= COVID-19 Pandemic Unemployment Payment =

Irish government emergency aid program

The COVID-19 Pandemic Unemployment Payment (referred to as the PUP) was a government emergency aid program in the Republic of Ireland that provided monetary relief to those who face unemployment due to the COVID-19 pandemic, whether formerly employed or self-employed.

== Eligibility ==
Anyone whose job vanished on (or after) 13 March 2020 as a result of the pandemic was eligible.

== History ==
On 16 March, Minister for Employment Affairs and Social Protection Regina Doherty announced the COVID-19 Pandemic Unemployment Payment, available for six weeks.

On 24 March, the amount of money distributed as part of the COVID-19 Pandemic Unemployment Payment was increased from €203 per week to €350.

By the end of March, the Department of Employment Affairs and Social Protection announced that the total applications it received for the COVID-19 Pandemic Unemployment Payment over the previous two weeks were equivalent to a 19-month claim load.

Doherty defended the scheme on Today with Seán O'Rourke on 3 April amid claims that some students were taking advantage: "By Jove, I know they're going to spend in it in the economy when we re-open in couple of weeks or a couple of months time. It was a very small price to pay for the people that needed an income".

By early April, the Central Statistics Office (CSO) announced that a figure equivalent to more than one tenth of the country's population were unemployed, with more than half of that number receiving the COVID-19 Pandemic Unemployment Payment. A spokesman for Goodbody Stockbrokers described it as "unprecedented". By the following week, the numbers receiving the COVID-19 Pandemic Unemployment Payment had nearly doubled again from the previous week's total.

In April, the Department of Employment Affairs and Social Protection "inadvertently" emailed 1,700 people to inform them they were no longer eligible for the scheme.

On 6 May, Minister for Finance Paschal Donohoe told Morning Ireland that the payment would continue "in some form" past its original intended date of ending.

On 11 May, it was reported that the number of people receiving the COVID-19 Pandemic Unemployment Payment had slightly decreased for the first time since its establishment, though this was attributed to employees being offered the Temporary COVID-19 Wage Subsidy Scheme instead. A further slight fall occurred the following week.

On 19 May, Minister for Finance Paschal Donohoe said a decision would be made "soon" regarding an extension of the payment. On 4 June, the Government of Ireland announced that the payment would be extended for "months, not weeks". The Irish Independent reported that the payment would be cut by 40% (from €350 to €203 per week) for part-time workers. On 5 June, Minister for Employment Affairs and Social Protection Regina Doherty announced that the payment would be extended until 10 August, and would be reduced for part-time workers from 29 June.

On 21 May, a young male was arrested at a house in Mullingar, County Westmeath, after it was determined that he had applied for six separate COVID-19 Pandemic Unemployment Payments.

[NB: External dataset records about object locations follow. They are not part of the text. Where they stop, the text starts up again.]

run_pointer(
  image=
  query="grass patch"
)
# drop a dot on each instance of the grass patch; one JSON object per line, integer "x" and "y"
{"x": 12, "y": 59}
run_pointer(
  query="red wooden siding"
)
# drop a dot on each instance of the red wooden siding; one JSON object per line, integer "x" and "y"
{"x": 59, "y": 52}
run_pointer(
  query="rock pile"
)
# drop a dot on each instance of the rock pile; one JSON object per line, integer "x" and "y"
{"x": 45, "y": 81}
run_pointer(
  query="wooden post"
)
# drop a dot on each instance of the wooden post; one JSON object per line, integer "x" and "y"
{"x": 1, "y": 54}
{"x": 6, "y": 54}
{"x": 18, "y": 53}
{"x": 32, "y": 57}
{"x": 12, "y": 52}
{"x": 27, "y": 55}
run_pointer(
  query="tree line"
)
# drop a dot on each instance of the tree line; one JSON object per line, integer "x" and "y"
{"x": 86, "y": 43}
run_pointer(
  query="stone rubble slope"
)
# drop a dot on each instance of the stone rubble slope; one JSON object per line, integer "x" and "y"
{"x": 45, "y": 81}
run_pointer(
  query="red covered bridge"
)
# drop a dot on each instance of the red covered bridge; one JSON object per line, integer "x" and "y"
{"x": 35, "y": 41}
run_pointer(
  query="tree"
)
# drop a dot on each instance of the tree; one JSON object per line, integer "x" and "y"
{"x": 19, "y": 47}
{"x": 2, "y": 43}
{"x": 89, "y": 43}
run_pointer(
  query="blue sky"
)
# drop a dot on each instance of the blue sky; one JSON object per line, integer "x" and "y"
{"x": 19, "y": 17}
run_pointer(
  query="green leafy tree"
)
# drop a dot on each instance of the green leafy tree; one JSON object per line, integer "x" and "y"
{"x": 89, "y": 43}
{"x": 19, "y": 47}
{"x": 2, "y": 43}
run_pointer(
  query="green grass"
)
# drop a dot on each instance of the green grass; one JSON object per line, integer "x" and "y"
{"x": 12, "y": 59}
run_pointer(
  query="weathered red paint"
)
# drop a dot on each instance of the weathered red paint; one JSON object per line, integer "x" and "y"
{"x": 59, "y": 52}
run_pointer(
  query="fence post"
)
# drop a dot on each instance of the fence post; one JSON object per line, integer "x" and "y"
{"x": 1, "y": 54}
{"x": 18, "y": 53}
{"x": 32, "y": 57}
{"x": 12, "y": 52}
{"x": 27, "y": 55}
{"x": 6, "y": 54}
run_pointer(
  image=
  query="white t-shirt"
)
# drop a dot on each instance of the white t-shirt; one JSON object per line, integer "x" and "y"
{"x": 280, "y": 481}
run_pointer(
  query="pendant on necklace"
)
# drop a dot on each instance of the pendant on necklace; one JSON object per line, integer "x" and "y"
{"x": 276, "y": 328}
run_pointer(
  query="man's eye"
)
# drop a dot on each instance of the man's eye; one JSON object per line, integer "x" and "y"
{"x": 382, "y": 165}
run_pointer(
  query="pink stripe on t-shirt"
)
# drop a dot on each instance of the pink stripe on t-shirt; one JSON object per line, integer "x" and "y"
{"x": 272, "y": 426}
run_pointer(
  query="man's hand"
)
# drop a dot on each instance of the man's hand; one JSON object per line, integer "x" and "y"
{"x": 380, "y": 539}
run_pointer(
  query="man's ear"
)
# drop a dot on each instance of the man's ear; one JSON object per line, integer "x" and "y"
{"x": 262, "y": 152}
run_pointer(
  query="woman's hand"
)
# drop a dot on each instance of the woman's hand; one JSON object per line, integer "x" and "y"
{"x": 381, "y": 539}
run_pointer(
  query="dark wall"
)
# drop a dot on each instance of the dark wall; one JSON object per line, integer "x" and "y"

On 23 July, as part of the July Jobs Stimulus package announced by the Government, the payment was extended until April 2021 and intended to be gradually reduced to €203 per week over that period based on the pre-pandemic earnings of the claimant. The scheme would, at the time of this announcement, close to new applicants from 17 September.

On 15 September, Minister for Social Protection Heather Humphreys announced that the payment would accept new applicants until the end of the year, with rates going from two different ones to three on 17 September dependent on the amount of money the recipient previously earned.

On 19 October, the Government confirmed that the payment would be restored to €350 for anyone who was earning more than €400 before they lost their job due to COVID-19 restrictions.

On 24 November, Minister for Social Protection Heather Humphreys secured Government approval to keep the payment open to new applicants until 31 March 2021.

Under the Government's new revised Living with COVID-19 plan published on 23 February 2021, the payment was extended until 30 June 2021.

On 1 June, as part of the Economic Recovery Plan announced by the Government, the payment was extended until September 2021, when gradual reductions would begin.

On 30 September, the Comptroller and Auditor General found there were not enough checks carried out by the Department of Social Protection when people applied for the payment in 2020. The report found that 9.4% of claimants were not eligible, in just under half the cases, the claimant continued working while claiming the PUP and in one quarter of cases, there was no evidence the claimant had been working prior to the pandemic.

On 3 December, as part of the Government's reintroduction of measures, the payment was reinstated for all those who lost their jobs as a result of the restrictions.

The payment closed to new applicants on 22 January 2022, and officially ended on 25 March 2022.